We have this amazing ability to come together regardless of a contract, regardless of left versus right. We have an OBLIGATION to these children to move mountains for them – to teach how they learn, learn how they need to be taught, and to embody the very essence of humanity – the Nashua Community and its children deserve a world of possibilities and support within one another that is infallible.

So we are asking, will you help us come together – or are we to remain that different that we are destined to drown? We intend to row in a forward path – can you row with us so we can flip this boat over, help one another back on board, and move forward?

Let’s be honest with one another – it is so hard for myself (and others) within the community to be losing it all, taking on water, swallowing it while there are contracts and negotiations happening on top of the sinking boat by those who remain topside dry & breathing.
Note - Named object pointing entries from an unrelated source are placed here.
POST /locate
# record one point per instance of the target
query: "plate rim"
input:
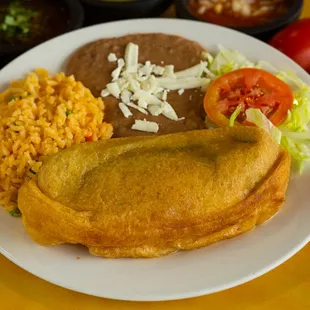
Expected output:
(189, 294)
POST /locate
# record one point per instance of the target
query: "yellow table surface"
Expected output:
(286, 287)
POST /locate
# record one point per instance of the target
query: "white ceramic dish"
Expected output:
(185, 274)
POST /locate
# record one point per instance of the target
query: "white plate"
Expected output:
(187, 274)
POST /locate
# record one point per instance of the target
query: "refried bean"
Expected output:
(90, 66)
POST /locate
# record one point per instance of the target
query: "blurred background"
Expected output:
(27, 23)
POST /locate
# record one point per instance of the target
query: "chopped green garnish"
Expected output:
(17, 21)
(16, 213)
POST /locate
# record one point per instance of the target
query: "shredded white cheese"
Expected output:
(145, 126)
(105, 93)
(126, 96)
(112, 57)
(114, 89)
(155, 110)
(158, 70)
(130, 104)
(145, 87)
(126, 112)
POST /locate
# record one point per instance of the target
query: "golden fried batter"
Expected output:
(150, 196)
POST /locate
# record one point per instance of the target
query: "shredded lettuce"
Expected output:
(293, 134)
(234, 116)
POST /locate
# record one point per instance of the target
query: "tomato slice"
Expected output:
(248, 88)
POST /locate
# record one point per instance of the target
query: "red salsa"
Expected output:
(239, 13)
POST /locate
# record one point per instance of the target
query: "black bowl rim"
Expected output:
(111, 4)
(292, 14)
(77, 17)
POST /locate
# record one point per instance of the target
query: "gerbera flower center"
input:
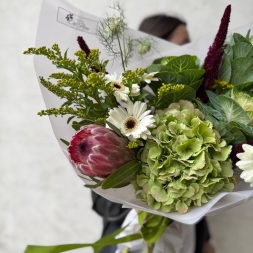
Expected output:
(117, 86)
(130, 124)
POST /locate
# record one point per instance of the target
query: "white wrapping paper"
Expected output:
(54, 27)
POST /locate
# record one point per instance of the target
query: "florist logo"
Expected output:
(77, 22)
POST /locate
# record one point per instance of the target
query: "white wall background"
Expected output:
(42, 201)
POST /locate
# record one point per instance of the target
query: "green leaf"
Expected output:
(97, 246)
(70, 118)
(241, 71)
(115, 129)
(214, 100)
(187, 93)
(192, 75)
(239, 137)
(225, 69)
(170, 77)
(183, 62)
(65, 142)
(196, 84)
(154, 228)
(242, 49)
(167, 59)
(232, 111)
(247, 130)
(156, 68)
(122, 174)
(142, 217)
(239, 38)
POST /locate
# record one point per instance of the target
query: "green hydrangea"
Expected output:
(185, 163)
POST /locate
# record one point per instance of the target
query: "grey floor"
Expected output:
(42, 201)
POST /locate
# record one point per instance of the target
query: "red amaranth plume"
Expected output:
(83, 45)
(214, 56)
(238, 149)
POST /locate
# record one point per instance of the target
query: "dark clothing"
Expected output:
(113, 216)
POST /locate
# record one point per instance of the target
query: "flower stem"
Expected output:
(121, 53)
(150, 247)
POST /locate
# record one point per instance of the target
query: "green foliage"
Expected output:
(97, 246)
(78, 86)
(152, 226)
(237, 65)
(178, 70)
(186, 163)
(122, 175)
(230, 114)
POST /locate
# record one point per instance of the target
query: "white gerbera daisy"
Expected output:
(133, 121)
(135, 90)
(246, 163)
(147, 78)
(120, 91)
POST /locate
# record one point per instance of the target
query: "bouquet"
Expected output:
(175, 135)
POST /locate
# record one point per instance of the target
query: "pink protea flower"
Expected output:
(97, 151)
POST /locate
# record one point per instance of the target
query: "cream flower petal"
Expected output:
(134, 121)
(246, 163)
(135, 90)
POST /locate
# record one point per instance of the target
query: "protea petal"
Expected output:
(97, 151)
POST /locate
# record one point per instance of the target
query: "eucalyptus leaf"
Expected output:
(121, 175)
I know we are all at a difficult crossroad here – but we cannot all be collectively working as ONE UNIT when there are still secret meetings, hidden agendas, persuasive verbiage in memorandums and so much more.
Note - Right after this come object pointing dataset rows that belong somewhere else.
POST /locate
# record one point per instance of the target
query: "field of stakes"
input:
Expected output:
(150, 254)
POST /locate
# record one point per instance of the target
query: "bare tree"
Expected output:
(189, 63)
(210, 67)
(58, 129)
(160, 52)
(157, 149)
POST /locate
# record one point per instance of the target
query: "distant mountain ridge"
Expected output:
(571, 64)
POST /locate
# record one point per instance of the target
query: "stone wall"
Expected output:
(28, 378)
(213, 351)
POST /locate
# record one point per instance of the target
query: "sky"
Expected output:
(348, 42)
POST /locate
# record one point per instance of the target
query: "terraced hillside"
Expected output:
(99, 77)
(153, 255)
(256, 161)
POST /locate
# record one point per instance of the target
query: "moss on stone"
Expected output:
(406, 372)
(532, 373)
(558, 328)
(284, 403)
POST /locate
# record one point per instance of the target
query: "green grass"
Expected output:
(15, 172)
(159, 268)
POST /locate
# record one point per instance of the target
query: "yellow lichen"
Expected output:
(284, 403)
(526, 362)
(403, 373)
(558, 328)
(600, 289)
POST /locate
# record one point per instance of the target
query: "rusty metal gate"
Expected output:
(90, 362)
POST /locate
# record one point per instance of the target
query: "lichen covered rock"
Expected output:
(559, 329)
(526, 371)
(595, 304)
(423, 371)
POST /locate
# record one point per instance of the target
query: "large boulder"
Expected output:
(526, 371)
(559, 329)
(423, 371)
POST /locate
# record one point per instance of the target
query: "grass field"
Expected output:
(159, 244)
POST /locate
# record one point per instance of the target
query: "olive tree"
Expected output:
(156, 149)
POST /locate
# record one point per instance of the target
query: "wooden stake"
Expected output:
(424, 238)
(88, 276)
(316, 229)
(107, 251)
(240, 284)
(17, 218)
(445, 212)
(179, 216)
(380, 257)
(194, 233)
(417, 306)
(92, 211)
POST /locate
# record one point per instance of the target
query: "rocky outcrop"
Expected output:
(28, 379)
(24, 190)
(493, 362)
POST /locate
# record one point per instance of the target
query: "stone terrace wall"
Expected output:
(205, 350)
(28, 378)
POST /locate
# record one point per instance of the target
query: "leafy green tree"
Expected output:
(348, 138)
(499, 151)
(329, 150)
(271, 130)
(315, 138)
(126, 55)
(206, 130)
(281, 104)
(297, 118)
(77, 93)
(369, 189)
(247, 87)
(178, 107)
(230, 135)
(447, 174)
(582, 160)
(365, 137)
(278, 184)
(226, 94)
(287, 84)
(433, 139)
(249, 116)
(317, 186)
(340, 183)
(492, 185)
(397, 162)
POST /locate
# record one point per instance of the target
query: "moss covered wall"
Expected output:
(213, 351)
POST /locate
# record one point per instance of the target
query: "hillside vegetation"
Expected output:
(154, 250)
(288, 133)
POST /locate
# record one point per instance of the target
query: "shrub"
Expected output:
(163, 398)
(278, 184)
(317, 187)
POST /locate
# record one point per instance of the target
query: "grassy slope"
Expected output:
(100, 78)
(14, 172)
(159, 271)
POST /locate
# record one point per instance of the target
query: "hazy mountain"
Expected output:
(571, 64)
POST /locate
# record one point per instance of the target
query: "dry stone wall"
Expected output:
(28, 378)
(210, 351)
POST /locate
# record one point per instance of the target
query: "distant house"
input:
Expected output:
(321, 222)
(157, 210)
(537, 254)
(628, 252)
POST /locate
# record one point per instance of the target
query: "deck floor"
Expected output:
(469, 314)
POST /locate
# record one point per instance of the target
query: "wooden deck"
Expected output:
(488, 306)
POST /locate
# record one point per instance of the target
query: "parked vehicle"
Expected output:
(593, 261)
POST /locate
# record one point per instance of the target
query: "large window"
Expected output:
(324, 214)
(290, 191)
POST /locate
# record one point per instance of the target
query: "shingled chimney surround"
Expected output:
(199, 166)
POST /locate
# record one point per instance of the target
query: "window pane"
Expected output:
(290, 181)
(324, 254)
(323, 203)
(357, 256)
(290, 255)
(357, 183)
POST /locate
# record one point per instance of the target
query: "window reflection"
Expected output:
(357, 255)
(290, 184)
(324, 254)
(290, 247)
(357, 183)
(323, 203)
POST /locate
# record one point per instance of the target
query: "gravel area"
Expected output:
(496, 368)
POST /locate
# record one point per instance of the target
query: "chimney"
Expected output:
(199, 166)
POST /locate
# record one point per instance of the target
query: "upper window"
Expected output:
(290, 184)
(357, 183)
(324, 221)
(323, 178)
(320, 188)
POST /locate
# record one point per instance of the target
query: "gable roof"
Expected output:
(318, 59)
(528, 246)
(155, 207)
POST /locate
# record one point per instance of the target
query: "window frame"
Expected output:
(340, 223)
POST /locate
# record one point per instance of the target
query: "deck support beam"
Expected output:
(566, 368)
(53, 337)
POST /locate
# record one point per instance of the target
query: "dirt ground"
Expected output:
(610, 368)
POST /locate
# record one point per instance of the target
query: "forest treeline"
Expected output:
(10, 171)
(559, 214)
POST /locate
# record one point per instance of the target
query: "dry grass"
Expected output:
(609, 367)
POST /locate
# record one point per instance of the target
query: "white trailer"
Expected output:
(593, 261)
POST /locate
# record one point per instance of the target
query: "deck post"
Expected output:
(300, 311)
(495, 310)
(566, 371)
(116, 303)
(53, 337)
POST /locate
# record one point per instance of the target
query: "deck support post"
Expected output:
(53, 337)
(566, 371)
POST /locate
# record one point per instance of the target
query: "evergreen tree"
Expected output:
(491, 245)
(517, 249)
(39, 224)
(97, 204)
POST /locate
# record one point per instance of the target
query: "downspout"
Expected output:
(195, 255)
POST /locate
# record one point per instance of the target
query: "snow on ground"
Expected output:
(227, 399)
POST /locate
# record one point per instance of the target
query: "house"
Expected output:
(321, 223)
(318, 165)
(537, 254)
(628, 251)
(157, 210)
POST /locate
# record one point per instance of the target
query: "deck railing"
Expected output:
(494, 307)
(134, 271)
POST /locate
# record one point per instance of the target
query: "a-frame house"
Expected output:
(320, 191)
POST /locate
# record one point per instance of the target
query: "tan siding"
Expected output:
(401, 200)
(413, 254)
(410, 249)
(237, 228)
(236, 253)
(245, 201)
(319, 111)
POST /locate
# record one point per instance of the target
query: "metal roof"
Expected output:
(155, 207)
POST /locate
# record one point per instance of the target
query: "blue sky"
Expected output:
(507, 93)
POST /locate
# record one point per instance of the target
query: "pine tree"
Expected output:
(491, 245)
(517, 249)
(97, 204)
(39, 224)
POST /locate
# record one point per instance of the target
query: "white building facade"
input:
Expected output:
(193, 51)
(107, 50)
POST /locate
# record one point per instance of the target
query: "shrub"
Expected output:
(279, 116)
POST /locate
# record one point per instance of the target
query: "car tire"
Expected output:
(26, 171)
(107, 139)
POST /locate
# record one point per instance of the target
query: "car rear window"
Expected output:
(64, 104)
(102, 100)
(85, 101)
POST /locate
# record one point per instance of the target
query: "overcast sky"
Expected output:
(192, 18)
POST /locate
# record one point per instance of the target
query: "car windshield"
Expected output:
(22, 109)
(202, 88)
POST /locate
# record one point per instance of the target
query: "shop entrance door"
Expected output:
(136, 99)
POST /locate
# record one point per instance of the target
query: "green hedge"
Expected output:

As one person within a community of thousands more – I challenge you, the Nashua Teachers Union, Board of Education, Parents, Teachers, Administrators, EVERYONE to ALL come back into the water with your community members and help us right this boat.

NO MORE CONTRACTS, CEASE THE NEGOTIATIONS AND STOP SPENDING – until we have given every single family, every community member a life vest while we overturn this boat. Our community cannot afford to spend more on things that don’t result in getting our community back rowing in the same direction.

Until our schools can reopen, our lost voices are heard and our community & its members are no longer drowning underneath a capsized populace of people who have not stopped to flush out the greater good – we cannot be expected to spend more, we simply don’t have it anymore.

Will you agree? Will you agree to work together to get our community back to functioning? To focus on raising our voices to reopen our schools so that the muted voices of thousands of our children and families can be heard? Will you agree to stop spending money and cease the continuations of contract negotiations until such a time when our schools reopen, families aren’t drowning and we are back upright?

I come to you raw and vulnerable, as a parent, citizen, and supporter of our teachers … please cease further negotiations that involve spending money we simply don’t have until our kids are back in the classroom. We honestly don’t have the money, and even worse the longer this takes … it is inevitably taking the last shred of what we parents have to hold on to … hope.